Another wow dish.
Ingredients
- 1kg pork belly
- 1 tblsp coriander seeds
- Salt and pepper
- 2 tblsp olive oil
- For the Celeriac and Apple Coleslaw:
- ½ head celeriac, peeled
- 1 Granny Smith apple
- 1 lemon
- 4 tblsp natural yoghurt
- For the Roasted Sweet Potatoes:
- 4 large sweet potatoes, peeled and cut into wedges
- 4 cloves of garlic, chopped
- 4 sprigs of rosemary, chopped
- 1 tblsp olive oil
- 200g sprouting broccoli
Method
- Preheat oven to 220°C.
- Score the skin on the pork belly with a sharp knife. This will help the crackling to crisp.
- Crush the coriander seeds with the back of a chopping knife and rub into the pork belly, along with some salt, pepper and olive oil.
- Place the pork belly into a roasting tray. Add a cup of water which will help the pork to stay moist.
- Place the pork in the preheated oven to roast. After 10 minutes reduce the heat down to 160°C and continue to roast for a further 3 hours.

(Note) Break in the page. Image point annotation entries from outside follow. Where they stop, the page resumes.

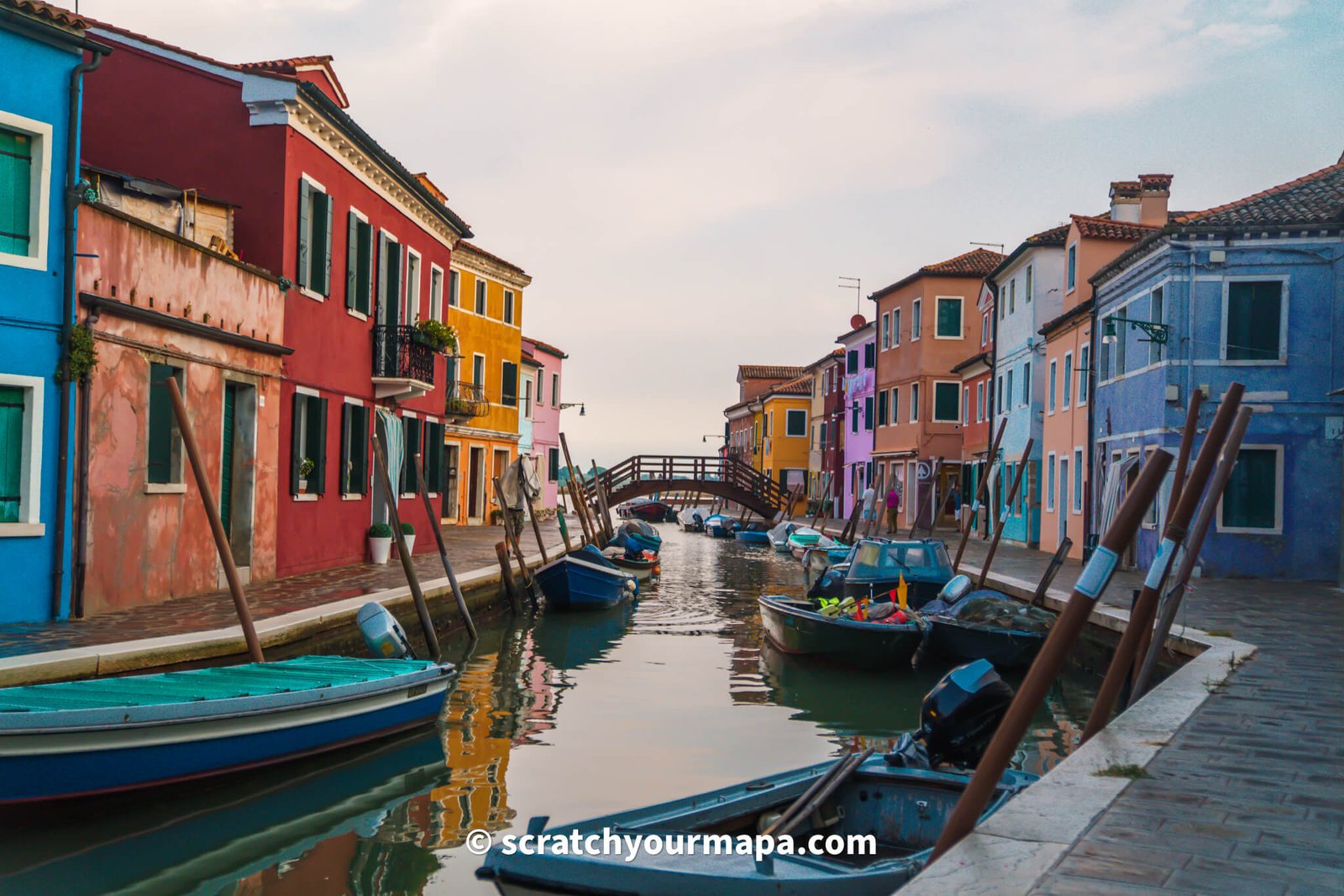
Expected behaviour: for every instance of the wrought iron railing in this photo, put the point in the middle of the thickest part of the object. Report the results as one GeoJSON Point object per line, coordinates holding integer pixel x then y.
{"type": "Point", "coordinates": [398, 354]}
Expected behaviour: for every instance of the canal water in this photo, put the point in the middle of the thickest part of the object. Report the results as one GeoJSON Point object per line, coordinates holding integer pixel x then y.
{"type": "Point", "coordinates": [571, 716]}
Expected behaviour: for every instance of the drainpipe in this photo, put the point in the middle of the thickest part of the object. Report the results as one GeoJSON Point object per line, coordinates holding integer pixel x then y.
{"type": "Point", "coordinates": [71, 204]}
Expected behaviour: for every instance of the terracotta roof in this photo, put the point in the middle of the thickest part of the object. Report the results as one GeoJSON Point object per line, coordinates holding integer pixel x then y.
{"type": "Point", "coordinates": [1102, 228]}
{"type": "Point", "coordinates": [55, 15]}
{"type": "Point", "coordinates": [978, 262]}
{"type": "Point", "coordinates": [769, 372]}
{"type": "Point", "coordinates": [546, 347]}
{"type": "Point", "coordinates": [1314, 199]}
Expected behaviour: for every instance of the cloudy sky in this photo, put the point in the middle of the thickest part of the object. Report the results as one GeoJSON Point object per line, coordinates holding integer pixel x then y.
{"type": "Point", "coordinates": [687, 181]}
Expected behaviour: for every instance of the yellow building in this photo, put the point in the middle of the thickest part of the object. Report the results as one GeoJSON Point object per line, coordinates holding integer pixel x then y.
{"type": "Point", "coordinates": [785, 411]}
{"type": "Point", "coordinates": [486, 307]}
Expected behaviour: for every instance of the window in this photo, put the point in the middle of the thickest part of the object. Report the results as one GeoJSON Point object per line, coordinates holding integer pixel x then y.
{"type": "Point", "coordinates": [165, 443]}
{"type": "Point", "coordinates": [354, 449]}
{"type": "Point", "coordinates": [412, 434]}
{"type": "Point", "coordinates": [1155, 315]}
{"type": "Point", "coordinates": [308, 445]}
{"type": "Point", "coordinates": [20, 452]}
{"type": "Point", "coordinates": [1050, 406]}
{"type": "Point", "coordinates": [436, 291]}
{"type": "Point", "coordinates": [949, 318]}
{"type": "Point", "coordinates": [508, 387]}
{"type": "Point", "coordinates": [1254, 496]}
{"type": "Point", "coordinates": [360, 264]}
{"type": "Point", "coordinates": [412, 286]}
{"type": "Point", "coordinates": [1082, 374]}
{"type": "Point", "coordinates": [315, 238]}
{"type": "Point", "coordinates": [947, 398]}
{"type": "Point", "coordinates": [1253, 322]}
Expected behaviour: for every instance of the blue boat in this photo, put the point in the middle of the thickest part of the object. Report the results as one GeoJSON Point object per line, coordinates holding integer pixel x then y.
{"type": "Point", "coordinates": [585, 579]}
{"type": "Point", "coordinates": [82, 738]}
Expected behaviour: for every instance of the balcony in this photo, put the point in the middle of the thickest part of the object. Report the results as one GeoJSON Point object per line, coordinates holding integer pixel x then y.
{"type": "Point", "coordinates": [465, 401]}
{"type": "Point", "coordinates": [403, 367]}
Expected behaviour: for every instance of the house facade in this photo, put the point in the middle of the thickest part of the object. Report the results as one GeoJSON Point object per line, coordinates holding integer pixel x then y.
{"type": "Point", "coordinates": [927, 325]}
{"type": "Point", "coordinates": [40, 47]}
{"type": "Point", "coordinates": [1137, 208]}
{"type": "Point", "coordinates": [1028, 289]}
{"type": "Point", "coordinates": [1247, 291]}
{"type": "Point", "coordinates": [366, 244]}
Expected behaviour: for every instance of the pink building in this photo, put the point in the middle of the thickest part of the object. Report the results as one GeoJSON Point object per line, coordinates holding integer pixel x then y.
{"type": "Point", "coordinates": [546, 417]}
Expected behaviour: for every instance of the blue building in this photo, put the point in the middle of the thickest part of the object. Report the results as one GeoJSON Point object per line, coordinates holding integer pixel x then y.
{"type": "Point", "coordinates": [1028, 288]}
{"type": "Point", "coordinates": [42, 49]}
{"type": "Point", "coordinates": [1250, 291]}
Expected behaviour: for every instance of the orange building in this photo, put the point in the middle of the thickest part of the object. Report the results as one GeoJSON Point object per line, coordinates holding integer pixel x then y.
{"type": "Point", "coordinates": [927, 324]}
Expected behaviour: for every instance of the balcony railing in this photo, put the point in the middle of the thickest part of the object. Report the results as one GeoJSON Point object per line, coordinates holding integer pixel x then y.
{"type": "Point", "coordinates": [467, 401]}
{"type": "Point", "coordinates": [398, 354]}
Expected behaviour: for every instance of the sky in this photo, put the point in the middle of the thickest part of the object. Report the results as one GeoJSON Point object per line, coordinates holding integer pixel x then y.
{"type": "Point", "coordinates": [687, 181]}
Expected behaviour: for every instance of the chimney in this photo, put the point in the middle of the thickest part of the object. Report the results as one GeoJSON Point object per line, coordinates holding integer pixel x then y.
{"type": "Point", "coordinates": [1124, 201]}
{"type": "Point", "coordinates": [1153, 192]}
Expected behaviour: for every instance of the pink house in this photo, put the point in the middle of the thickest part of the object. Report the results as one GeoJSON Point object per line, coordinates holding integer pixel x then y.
{"type": "Point", "coordinates": [546, 417]}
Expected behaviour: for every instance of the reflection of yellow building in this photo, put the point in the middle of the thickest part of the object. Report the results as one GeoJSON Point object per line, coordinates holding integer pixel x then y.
{"type": "Point", "coordinates": [486, 307]}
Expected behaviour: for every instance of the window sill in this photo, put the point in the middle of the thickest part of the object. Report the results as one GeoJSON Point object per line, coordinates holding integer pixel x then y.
{"type": "Point", "coordinates": [22, 530]}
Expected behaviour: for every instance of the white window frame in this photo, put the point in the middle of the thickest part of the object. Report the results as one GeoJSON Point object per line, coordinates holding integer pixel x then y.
{"type": "Point", "coordinates": [961, 316]}
{"type": "Point", "coordinates": [1283, 322]}
{"type": "Point", "coordinates": [30, 469]}
{"type": "Point", "coordinates": [1278, 497]}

- In a bowl, mix together the sweet potatoes, chopped garlic and rosemary, salt, pepper and olive oil. Place on a roasting tray and cook in the same oven as the pork belly for the final hour of roasting time.
- To make the coleslaw, grate the apple and celeriac into a bowl. Mix in the yoghurt and squeeze in the juice of half a lemon. Set aside
- Once your pork and sweet potatoes are cooked, allow to rest for 5-10 minutes.
- Meanwhile, boil or steam the broccoli for 4-5 minutes. Slice the pork and serve with the sweet potatoes, coleslaw and broccoli.